©Robert Masotti
(Part 3からつづく)
マーカス・ミュラー「マンフレート、君が避けようとする問題に戻りたいな。それはプロデューサーの哲学のことについて。事業計画はなかった。ではマンフレートというプロデューサーを一言で言うと?」
マンフレート・アイヒャー「プロデューサーは不明瞭な用語で、表現媒体が異なれば違った役割を意味します。音楽ではプロデューサーはレコーディングのアーティスティック・ディレクターです。献身、音楽と音楽家たちへの共感が不可欠です。私が理解しているこの役割ですが、プロデューサー自身が音楽家であれば、うまくいくのです。プロデューサーというのは、音楽家たちが理解され尊重されていると感じるように音楽や彼らとの対話を真摯に受け取り、耳を傾けるべきです。おそらく正しいタイミングで人々を集め、彼らと何かを生み出す才能が私にはあるのでしょう。
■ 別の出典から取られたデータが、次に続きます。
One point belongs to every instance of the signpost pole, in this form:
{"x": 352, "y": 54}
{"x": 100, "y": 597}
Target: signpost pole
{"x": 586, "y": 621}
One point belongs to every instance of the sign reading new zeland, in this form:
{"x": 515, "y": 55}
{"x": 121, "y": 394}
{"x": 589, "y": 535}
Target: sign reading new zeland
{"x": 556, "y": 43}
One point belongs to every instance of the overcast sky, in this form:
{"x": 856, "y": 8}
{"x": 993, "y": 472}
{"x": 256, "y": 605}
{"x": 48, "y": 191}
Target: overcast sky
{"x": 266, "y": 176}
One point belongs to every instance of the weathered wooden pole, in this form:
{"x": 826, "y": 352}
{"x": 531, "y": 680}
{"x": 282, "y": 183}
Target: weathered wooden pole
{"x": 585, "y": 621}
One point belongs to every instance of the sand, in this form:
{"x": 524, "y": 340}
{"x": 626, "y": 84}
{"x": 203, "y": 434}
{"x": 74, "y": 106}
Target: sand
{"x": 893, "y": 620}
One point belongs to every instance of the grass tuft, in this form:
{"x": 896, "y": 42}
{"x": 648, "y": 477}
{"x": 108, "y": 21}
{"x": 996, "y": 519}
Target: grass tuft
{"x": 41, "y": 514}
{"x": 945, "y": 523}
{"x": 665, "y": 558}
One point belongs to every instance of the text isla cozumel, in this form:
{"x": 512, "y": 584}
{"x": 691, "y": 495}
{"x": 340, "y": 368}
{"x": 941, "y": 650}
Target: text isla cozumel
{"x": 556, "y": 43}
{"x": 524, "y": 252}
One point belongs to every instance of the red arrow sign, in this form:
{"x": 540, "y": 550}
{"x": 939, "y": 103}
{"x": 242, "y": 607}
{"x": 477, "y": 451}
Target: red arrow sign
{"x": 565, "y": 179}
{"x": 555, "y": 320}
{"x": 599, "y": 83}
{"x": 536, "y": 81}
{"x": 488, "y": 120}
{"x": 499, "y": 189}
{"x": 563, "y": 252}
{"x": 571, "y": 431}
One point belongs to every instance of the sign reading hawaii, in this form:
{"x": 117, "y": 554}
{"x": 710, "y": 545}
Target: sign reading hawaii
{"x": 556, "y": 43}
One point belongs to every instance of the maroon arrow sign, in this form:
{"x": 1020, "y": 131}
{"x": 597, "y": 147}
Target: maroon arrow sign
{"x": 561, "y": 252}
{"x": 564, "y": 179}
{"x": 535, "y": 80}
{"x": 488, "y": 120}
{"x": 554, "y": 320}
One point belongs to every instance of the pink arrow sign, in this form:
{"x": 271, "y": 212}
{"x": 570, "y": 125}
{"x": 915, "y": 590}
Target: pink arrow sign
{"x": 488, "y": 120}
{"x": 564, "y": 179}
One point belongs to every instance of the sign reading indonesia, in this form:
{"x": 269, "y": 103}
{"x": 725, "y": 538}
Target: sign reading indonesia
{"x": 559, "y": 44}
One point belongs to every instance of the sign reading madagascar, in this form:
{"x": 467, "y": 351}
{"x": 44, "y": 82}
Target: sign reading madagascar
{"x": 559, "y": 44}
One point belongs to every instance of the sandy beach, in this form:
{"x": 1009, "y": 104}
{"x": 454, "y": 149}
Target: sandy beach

だからそういう意味では、この仕事を映画監督、あるいは演劇監督の役割と比較してみることができる」
ミュラー「信じがたいことに、もう1人ECMのプロデューサーが席についています。マンフレートが会社を形にしたのは明らかですが、スティーヴも2、3の素晴らしいレコーディングに関わっています。どのように関わっていますか?」
スティーヴ・レイク「マンフレートは私がこの分野に取り組むよう勧めてくれました。実際には1970年代のことですが、私がこの会社に初めて加わったとき、当時、我々はJAPOレーベルのもう一つの制作シリーズを模索していました。時々企画を提案してはいましたが大抵、応援してくれました。私と一緒にマンフレートがジョン・スティーヴンス、トレヴァー・ワッツ、ハワード・ライリー、そしてバリー・ガイの最初のセッションに参加したときのことを思い出します。1978年のほずです。初日に私がセッションを始められるように手伝ってくれて、あとは自分でなんとかするよう私1人を残しました。それ以来このアルバム以降、おそらく40枚の制作に関わってきました。
もし私がプロデューサーだったとして、私は自分のことを小文字のpで始まるプロデューサーなのだと思います。ライターとしてやってきた仕事の延長であり、この仕事のことを音楽に対する熱意を表現するもうひとつのメディアだと考えています。レコーディング・スタジオに入って、私は〈建設的な〉批評がどんなものかを理解し始めました。結果が出た後でそれについて考えるというより、ある結果を出そうとしている誰かを手助けすることができる。だから、そう、そういうことをやってきました。
現在も気に入っているいくつかのシリーズがあります。一連のロビン・ウィリアムソン、ジョー・マネリ、ハル・ラッセル、エヴァン・パーカーやロスコー・ミッチェルとか」
カール・リッツペガウス「君はとても強烈な個性の持ち主のエヴァン・パーカーと、一連の制作全てを手掛けた。たとえばエヴァンのような人物や大編成のアンサンブルがあなたの目の前にいたりする場合と、よく知らない音楽家が1人か2人いる場合とでは、どんな風に役割は変わるのだろう?」
レイク「エヴァンとのレコーディングでさえ、全てが大きく異なっていました。何故ならエレクトロ・アコースティックの分野から始めたとき、それは誰にとってもまったく新しい領域でしたし、エレクトリックな手法で処理された即興音楽によるこうしたレコーディングの作業中には、私たちは広い帯域を使って録音し、私はある選択をするために、何時間にも及ぶテープに耳を傾けて、それからどうするのかを議論し、ミックスするのです。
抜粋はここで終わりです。